Sun, Jul 21, 2002 - Page 2 News List

Defense analysts call for greater military deterrent

CROSS-STRAIT TENSION Military strategists say Taiwan should improve its offensive capabilities so that China would be forced to think twice before striking the nation

By Monique Chu  /  STAFF REPORTER

Taiwan needs to boost its military capabilities in order to deter China from attacking and should purchase more advanced weapons from overseas, defense experts warned yesterday.

"Taiwan should enhance its deterrence capabilities -- including a certain level of offensive abilities to reach China's coast -- so as to make China think twice before launching any attack on Taiwan," said Lin Wen-cheng (林文程), dean of the Institute of Mainland China Studies at National Sun Yat-sen University.

Lin, speaking at a seminar on China's military development and cross-strait relations held by the Taiwan Research Institute think tank yesterday, said experts here and abroad agree on the need for this capability, adding a recent Pentagon report lends weight to the argument.
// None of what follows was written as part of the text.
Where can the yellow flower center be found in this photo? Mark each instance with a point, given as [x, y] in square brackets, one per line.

The recently released Pentagon report on China's military power concluded that Beijing's military modernization programs were targeted at hitting Taiwan in a surprise attack in order to force Taipei to capitulate and deal on China's terms short of an all-out invasion.

The report has been perceived by some analysts as a reflection of the US administration's intention to cement military ties with Taiwan and to boost sales of military hardware to the nation.
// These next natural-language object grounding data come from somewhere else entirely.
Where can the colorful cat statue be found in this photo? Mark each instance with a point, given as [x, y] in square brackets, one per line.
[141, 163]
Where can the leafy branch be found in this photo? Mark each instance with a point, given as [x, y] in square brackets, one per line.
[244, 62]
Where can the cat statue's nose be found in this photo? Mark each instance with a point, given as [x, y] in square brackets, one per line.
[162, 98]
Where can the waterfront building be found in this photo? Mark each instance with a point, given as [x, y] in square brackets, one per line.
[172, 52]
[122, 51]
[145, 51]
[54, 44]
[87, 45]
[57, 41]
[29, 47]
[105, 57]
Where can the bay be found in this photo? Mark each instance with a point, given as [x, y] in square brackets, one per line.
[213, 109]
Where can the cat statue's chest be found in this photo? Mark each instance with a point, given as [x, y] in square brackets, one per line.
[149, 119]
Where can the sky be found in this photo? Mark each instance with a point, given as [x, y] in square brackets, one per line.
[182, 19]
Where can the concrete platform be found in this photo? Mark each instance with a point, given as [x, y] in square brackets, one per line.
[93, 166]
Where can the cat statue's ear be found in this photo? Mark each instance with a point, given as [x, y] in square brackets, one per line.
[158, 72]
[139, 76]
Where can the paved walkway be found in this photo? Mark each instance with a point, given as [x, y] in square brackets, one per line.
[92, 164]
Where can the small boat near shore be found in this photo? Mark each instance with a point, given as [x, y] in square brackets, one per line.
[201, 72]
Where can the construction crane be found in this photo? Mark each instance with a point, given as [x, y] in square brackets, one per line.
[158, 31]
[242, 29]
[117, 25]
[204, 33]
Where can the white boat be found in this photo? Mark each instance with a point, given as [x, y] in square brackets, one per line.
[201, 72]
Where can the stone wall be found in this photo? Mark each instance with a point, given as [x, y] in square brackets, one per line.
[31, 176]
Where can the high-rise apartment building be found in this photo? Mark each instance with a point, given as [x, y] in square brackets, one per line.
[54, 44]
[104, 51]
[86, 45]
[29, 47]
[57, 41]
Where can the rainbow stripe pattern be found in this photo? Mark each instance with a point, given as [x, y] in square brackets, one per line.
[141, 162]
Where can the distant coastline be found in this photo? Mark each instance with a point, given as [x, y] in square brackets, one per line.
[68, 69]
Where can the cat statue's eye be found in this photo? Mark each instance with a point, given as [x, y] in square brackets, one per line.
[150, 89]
"To obtain offensive weapon systems is to increase China's calculated cost of triggering a war against us. ... Although Taipei has confronted severe difficulties in purchasing these weapons, it is not completely impossible for Taiwan to get some," Lin said, referring to the US agreement last year to sell eight diesel submarines to Taiwan.
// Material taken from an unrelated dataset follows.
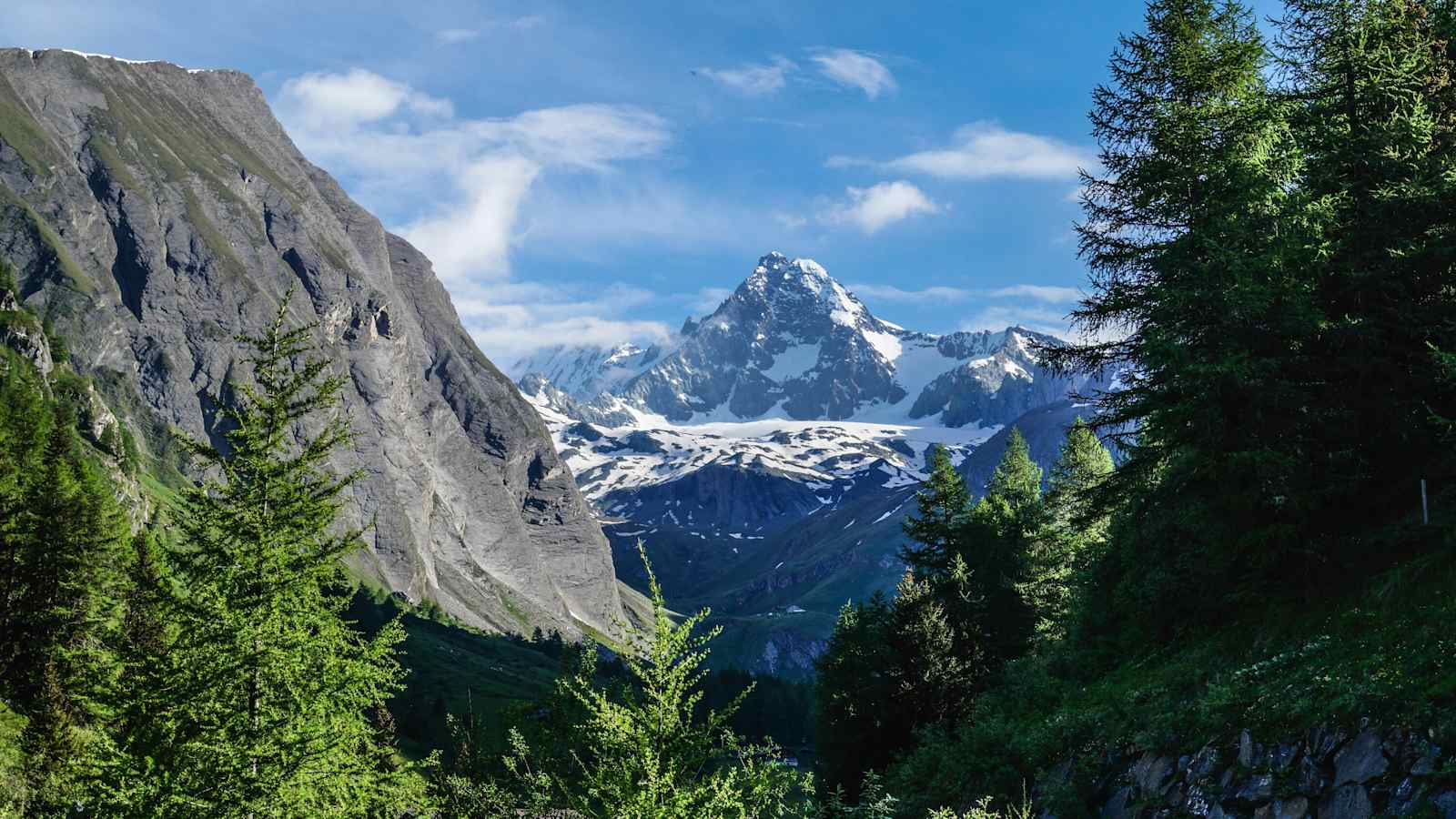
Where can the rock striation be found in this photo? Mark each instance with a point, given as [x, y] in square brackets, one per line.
[153, 213]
Military experts have viewed the future inclusion of the submarines into Taiwan's navy as instrumental in maintaining the military balance in the Taiwan Strait.

"If we don't beef up our efforts to enhance our military capabilities, we run the risk of losing ... air and sea superiority over China, which many experts predict may begin tilting in China's favor by 2005 or 2007," Lin said.

Based on talks with his counterparts in the US, Lin said some of his American friends have expressed misgivings about what they perceive as the dwindling sense of crisis among the Taiwanese government in facing the military threat from China.

"Taiwan's annual defense budget, which accounts for less than 3 percent of the nation's GDP, has made the Americans suspect that Taiwan's sense of crisis is decreasing," Lin said.

According to defense expert Chen Wen-cheng (陳文政), the Ministry of National Defense's proposed budget for the 2003 fiscal year accounted for 2.3 percent of GDP and 16.4 percent of the total government budget.

But adding to Taiwan's military hardware is not enough, as Taiwanese should enhance their sense of crisis in facing military threats from Beijing, analysts cautioned.

Taiwan should also endeavor to improve its civil defense capabilities and harden psychological defenses among its people, Lin said.

"But so far our civil defense has been carried out rather perfunctorily," Lin added.

Tsai Ming-yen (蔡明彥), associate research fellow of strategic and international studies at the Taiwan Research Institute, echoed Lin's view.

"Facing the likely scenario of a surprise strike from China, the most important task is for Taiwan to carry out the `national defense by all the people,'" Tsai stressed in a paper released at the seminar.